Avec Nestore, il n'avait jamais eu des discussions comme celles avec le juge Gamberali. Peut-être aussi pour son travail, il parlait le plus souvent de mode, de styles, de couleurs et ainsi de suite, mais pas seulement.

Une fois ils s'étaient rencontrés dans le jardin arrière de la maison et il y avait aussi les trois petits des Donato qui jouaient, couraient et se déchainaient ensemble, surveillés par leur mère qui était en train de lire un magazine.

Nestore lui avait dit : "Ces trois petits me plaisent bien, parce qu'ils sont très vifs, pourtant gentils et obéissants. Si seulement pour avoir des enfants aussi bien, il vaudrait le coup de se marier."

"Souvent, on apprécie les petits quand ils sont enfants des autres, parce qu'on en a pas la responsabilité et on ne vit pas avec eux jour après jour..." lui fit remarquer Fausto.

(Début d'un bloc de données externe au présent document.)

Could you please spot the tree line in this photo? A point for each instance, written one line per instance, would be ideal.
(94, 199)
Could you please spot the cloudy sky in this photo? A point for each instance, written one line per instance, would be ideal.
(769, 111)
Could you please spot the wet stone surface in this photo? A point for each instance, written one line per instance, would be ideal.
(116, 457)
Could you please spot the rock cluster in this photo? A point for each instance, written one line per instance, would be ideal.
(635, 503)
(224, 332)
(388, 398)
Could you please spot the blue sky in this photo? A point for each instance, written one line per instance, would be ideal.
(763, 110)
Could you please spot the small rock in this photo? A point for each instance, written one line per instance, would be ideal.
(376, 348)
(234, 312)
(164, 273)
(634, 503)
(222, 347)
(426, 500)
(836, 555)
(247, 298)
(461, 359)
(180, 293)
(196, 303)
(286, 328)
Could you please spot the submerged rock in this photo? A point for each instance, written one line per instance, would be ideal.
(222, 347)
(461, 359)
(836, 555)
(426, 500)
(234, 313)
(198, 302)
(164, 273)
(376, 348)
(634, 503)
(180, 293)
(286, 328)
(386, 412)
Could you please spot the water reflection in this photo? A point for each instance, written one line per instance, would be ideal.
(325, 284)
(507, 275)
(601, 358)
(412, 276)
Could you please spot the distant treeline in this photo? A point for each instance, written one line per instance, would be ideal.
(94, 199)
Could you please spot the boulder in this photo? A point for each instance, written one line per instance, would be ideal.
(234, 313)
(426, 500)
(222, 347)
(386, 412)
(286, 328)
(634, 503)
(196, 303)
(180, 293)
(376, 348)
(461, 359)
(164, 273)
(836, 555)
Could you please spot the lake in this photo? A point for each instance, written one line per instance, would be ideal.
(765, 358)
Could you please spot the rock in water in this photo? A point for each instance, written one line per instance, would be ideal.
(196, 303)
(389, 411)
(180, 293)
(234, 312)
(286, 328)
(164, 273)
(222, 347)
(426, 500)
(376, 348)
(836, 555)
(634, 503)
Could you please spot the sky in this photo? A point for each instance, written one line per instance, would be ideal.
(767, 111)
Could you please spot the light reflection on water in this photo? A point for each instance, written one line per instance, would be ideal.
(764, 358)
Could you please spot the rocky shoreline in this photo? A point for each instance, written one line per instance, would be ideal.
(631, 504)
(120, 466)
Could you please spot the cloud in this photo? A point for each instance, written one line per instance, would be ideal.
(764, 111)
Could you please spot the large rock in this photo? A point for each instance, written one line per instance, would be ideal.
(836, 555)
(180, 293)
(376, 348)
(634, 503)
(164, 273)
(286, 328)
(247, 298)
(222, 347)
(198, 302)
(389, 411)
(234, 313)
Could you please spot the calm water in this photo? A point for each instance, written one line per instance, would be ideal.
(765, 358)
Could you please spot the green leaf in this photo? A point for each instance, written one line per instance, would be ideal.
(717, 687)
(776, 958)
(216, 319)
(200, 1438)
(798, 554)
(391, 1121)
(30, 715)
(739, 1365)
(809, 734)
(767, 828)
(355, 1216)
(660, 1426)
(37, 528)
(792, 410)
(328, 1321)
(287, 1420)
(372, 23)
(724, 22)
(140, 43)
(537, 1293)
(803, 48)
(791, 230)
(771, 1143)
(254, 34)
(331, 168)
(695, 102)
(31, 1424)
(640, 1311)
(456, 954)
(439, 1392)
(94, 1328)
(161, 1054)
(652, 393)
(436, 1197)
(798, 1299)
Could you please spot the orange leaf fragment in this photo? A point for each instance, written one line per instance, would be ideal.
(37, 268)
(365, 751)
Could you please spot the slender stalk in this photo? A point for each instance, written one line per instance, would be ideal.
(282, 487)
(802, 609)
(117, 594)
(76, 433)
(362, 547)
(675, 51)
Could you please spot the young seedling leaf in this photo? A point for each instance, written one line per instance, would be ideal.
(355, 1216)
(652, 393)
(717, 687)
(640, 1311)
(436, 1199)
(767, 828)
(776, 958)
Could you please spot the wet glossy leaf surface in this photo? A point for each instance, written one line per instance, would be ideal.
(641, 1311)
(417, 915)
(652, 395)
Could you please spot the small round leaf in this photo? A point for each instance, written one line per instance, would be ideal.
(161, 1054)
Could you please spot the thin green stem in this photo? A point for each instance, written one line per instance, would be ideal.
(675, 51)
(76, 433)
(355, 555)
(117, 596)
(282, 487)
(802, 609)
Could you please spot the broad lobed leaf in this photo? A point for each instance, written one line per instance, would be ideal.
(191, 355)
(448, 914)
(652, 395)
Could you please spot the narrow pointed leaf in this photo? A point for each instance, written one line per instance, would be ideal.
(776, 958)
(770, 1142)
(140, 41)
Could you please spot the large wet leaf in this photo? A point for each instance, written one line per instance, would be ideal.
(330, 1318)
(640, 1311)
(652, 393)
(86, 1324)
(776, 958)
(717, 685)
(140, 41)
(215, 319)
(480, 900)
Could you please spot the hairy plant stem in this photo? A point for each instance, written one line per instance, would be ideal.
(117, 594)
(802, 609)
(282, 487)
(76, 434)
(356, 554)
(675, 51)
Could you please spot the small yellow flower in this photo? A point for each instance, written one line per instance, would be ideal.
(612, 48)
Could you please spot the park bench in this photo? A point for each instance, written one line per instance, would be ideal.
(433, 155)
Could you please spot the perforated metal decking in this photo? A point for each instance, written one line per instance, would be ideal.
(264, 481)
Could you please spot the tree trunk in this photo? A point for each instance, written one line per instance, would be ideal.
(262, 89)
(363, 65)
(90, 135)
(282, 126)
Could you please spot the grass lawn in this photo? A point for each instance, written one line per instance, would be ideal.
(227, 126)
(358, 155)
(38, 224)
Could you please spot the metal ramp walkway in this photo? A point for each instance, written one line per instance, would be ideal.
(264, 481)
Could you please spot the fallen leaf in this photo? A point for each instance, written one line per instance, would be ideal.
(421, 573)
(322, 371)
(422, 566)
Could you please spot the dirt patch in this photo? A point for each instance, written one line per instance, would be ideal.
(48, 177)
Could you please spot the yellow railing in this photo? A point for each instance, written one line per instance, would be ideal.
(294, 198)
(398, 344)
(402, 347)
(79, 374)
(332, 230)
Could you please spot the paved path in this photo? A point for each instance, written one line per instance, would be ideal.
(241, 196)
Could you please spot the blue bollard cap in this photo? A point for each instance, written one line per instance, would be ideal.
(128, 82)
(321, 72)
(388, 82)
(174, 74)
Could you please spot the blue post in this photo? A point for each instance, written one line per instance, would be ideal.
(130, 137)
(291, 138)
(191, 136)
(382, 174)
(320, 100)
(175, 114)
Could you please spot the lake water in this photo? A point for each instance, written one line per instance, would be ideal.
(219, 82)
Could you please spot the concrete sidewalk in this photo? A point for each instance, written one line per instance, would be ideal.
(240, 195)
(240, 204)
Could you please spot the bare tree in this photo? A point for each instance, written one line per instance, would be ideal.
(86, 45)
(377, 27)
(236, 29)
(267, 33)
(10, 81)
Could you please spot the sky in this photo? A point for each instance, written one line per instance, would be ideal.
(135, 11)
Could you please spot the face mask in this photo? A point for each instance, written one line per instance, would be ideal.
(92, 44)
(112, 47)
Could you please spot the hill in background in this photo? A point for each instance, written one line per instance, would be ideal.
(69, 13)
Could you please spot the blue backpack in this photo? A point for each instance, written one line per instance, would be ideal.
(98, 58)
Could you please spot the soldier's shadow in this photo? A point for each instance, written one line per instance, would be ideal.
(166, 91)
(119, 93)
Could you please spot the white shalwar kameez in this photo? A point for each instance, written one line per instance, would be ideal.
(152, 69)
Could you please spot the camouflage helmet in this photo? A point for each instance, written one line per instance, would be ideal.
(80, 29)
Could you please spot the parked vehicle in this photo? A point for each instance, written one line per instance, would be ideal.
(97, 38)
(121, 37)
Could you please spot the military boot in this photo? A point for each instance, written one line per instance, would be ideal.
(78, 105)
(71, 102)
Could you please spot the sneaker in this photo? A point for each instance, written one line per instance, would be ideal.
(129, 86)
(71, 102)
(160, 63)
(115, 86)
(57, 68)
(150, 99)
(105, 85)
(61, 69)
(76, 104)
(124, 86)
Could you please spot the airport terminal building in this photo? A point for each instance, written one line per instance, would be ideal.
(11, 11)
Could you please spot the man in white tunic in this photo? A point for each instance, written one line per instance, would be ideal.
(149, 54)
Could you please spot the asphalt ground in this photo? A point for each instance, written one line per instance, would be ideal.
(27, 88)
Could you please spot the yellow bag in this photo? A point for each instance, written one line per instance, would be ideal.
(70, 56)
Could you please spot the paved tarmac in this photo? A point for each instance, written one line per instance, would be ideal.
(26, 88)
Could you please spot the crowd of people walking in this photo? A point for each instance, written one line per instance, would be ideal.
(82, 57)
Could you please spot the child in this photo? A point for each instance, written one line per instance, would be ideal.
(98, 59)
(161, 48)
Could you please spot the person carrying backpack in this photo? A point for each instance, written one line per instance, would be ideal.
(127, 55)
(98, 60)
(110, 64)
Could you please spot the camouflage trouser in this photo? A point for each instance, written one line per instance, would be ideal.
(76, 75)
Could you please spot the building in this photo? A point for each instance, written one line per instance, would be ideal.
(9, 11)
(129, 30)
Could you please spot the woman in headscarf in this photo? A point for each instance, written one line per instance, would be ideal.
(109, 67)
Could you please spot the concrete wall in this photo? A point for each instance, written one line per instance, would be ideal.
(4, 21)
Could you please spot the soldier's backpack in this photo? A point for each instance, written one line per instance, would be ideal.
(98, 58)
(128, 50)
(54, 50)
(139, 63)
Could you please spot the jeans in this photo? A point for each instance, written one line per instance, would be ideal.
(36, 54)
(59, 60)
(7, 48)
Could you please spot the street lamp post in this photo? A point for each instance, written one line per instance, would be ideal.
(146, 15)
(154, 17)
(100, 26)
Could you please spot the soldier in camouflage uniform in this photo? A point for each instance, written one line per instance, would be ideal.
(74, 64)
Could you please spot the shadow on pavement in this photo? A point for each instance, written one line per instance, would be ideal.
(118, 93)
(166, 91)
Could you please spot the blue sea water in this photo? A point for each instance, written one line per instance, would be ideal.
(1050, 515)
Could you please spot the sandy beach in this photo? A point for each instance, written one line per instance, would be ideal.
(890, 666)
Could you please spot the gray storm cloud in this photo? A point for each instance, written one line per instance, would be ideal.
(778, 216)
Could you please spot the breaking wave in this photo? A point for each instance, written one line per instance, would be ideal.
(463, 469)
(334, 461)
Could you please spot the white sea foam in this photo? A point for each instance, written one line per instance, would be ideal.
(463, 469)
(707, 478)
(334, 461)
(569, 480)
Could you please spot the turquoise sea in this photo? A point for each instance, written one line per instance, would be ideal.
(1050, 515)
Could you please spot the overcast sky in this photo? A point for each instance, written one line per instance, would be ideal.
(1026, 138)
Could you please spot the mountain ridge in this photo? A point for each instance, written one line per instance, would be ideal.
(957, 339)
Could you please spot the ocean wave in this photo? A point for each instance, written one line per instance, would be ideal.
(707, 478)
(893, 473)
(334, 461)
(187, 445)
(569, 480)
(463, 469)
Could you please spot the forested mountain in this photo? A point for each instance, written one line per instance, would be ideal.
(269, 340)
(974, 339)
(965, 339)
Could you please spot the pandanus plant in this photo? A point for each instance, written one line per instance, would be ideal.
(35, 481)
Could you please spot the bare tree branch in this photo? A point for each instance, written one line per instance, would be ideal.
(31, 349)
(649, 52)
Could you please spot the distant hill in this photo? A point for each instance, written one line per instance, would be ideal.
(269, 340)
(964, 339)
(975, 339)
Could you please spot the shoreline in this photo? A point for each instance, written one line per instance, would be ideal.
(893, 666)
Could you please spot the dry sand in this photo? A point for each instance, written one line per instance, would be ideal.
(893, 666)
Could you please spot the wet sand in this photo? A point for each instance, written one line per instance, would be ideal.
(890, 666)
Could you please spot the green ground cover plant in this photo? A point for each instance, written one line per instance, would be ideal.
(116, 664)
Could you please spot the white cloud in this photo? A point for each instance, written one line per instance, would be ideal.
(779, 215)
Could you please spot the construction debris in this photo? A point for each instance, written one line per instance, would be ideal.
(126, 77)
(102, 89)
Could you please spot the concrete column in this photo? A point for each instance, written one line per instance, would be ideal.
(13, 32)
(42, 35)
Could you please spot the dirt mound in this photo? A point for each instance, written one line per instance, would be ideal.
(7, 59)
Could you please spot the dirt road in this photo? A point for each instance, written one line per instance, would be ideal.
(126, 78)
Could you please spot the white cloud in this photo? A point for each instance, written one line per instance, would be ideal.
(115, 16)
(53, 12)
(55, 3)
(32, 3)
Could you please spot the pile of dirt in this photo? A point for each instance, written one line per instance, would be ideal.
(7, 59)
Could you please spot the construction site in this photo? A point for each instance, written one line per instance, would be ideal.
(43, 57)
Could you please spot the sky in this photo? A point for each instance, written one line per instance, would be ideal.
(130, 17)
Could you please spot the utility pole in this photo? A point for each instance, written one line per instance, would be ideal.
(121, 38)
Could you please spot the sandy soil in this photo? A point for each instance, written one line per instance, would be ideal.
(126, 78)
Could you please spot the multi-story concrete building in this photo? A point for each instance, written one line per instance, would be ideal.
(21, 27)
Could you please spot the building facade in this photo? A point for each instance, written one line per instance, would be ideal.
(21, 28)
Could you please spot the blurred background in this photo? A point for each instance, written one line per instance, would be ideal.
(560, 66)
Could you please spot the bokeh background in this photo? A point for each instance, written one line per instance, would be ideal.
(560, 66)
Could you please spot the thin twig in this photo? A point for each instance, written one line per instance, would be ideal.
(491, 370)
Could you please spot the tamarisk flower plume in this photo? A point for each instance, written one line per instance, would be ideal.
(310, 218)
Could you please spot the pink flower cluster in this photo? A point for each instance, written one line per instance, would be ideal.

"Vous avez raison, cependant, ces trois sont délicieux. Regardez le plus grand comme il prend soin du petit... et en tout cas combien d'harmonie existe entre les trois. J'aurais aimé avoir des frères."

"Je les ai... trois frères plus petits... et pourtant je suis heureux de ne pas avoir plus de contact avec eux, croyez-moi."

"Peut-être que chacun de nous envie la situation des autres... juste parce qu'elle n'est pas la sienne, parce qu'on ne la vit pas." dit Nestore. "La même chose est vraie pour le travail : beaucoup pensent que le travail des autres est meilleur que le leur, moins lourd, mieux payé et ainsi de suite... justement parce qu'il ne le fait pas ; de l'extérieur on ne peut voir que les aspects positifs, mais, quand on le fait, on se rend compte également des aspects négatifs..."

Même à lui, Fausto demanda : "Vous ne vous sentez pas seul, parfois ?"

"Oui... parfois oui. Peut-être que c'est pourquoi ça me plaît d'avoir la boutique, parce que, en plus de mes deux assistants, il y a des contacts avec les clients et... et cela apaise tout à fait mon sentiment de solitude."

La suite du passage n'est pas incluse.